4. Monitor Verified Completion Rate

The harness should continuously track VCR (Verified Completion Rate) = verified tasks / activated tasks. Block new task activations when VCR < 1.0.

Real-World Case

A REST API project with 8 features, two strategies compared:

Unconstrained mode: Agent activates 5 features simultaneously in session 1. Produces ~800 lines across 12 files. End-to-end test pass rate: 20% — only user registration works. The other 4 features: database schema created but missing validation logic, routes defined but returning wrong response formats. By end of session 3, only 3 of 8 features complete.

WIP=1 mode: Agent works on user registration only in session 1. Produces ~200 lines across 4 files. End-to-end tests: 100% passing. Commits a clean, verified implementation. By end of session 4, 7 of 8 features complete (the 8th blocked by an external dependency).

Result: less total code (800 vs 1200 lines) but more effective code.

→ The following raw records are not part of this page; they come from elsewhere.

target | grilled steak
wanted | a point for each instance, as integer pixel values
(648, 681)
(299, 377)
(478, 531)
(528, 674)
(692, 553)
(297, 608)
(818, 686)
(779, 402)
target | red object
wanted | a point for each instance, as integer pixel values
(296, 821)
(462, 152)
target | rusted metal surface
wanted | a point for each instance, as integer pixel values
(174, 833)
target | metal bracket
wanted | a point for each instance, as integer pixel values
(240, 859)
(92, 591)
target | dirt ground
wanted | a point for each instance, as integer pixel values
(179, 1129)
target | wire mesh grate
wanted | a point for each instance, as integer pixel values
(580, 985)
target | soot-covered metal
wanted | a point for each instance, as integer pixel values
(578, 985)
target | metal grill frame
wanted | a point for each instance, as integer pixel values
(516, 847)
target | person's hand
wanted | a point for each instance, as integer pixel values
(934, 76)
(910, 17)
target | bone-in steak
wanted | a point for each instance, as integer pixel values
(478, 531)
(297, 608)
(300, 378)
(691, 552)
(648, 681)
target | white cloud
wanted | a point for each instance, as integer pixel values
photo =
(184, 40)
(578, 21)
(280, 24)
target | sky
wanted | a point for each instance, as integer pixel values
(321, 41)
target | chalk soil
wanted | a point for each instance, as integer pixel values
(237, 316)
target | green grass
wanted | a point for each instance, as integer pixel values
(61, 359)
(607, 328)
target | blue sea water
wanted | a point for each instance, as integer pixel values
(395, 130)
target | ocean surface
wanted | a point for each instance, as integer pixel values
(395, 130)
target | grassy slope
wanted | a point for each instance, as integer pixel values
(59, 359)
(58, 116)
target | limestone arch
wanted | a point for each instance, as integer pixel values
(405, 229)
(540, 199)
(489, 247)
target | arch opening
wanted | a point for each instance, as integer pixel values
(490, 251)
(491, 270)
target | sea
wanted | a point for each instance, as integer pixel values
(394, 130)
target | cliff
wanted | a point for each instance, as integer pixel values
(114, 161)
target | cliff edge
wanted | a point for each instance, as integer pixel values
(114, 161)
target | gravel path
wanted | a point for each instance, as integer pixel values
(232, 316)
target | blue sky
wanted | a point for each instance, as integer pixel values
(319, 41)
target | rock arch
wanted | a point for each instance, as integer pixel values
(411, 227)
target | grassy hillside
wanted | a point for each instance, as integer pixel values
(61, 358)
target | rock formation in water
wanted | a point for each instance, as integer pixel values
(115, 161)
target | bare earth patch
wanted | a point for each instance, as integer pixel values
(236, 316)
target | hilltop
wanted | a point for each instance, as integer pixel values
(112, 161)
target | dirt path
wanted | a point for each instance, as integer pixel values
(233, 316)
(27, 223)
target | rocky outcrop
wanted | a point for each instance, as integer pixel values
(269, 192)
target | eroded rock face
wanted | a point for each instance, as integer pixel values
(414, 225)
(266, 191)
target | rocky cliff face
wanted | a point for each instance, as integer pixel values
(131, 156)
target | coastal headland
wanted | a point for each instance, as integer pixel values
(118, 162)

Completion rate: 87.5% vs 37.5%.

Key Takeaways

  • WIP=1 is the default safe setting for agent harnesses — finish one, then start the next; don't try to parallelize.
  • Completion evidence must be executable — "the code looks fine" doesn't count; "curl returns 201" does.
  • The scope surface must be externalized as a file — not just mentioned in conversation, but recorded in a machine-readable format in the repo.
  • Overreach and under-finish are symbiotic — solving one solves the other.
  • "Do less but finish" always beats "do more but leave half-done" — agent code lines and feature completion rate are negatively correlated.

Further Reading

Exercises

  1. Task Atomization: Pick a broad requirement (e.g., "implement a user management system") and break it into at least 5 atomic work units. For each unit, specify: (a) a single behavior description, (b) an executable verification command, (c) dependencies. Check whether the decomposition satisfies the WIP=1 constraint.

  2. Comparison Experiment: Run the same project twice — once without constraints, once with enforced WIP=1. Compare: verified completion rate, total lines of code, effective code ratio.

  3. Completion Evidence Audit: Review a recent agent run's output, classifying each code change as "completed behavior," "incomplete behavior," or "scaffolding." Add missing verification commands for each incomplete behavior.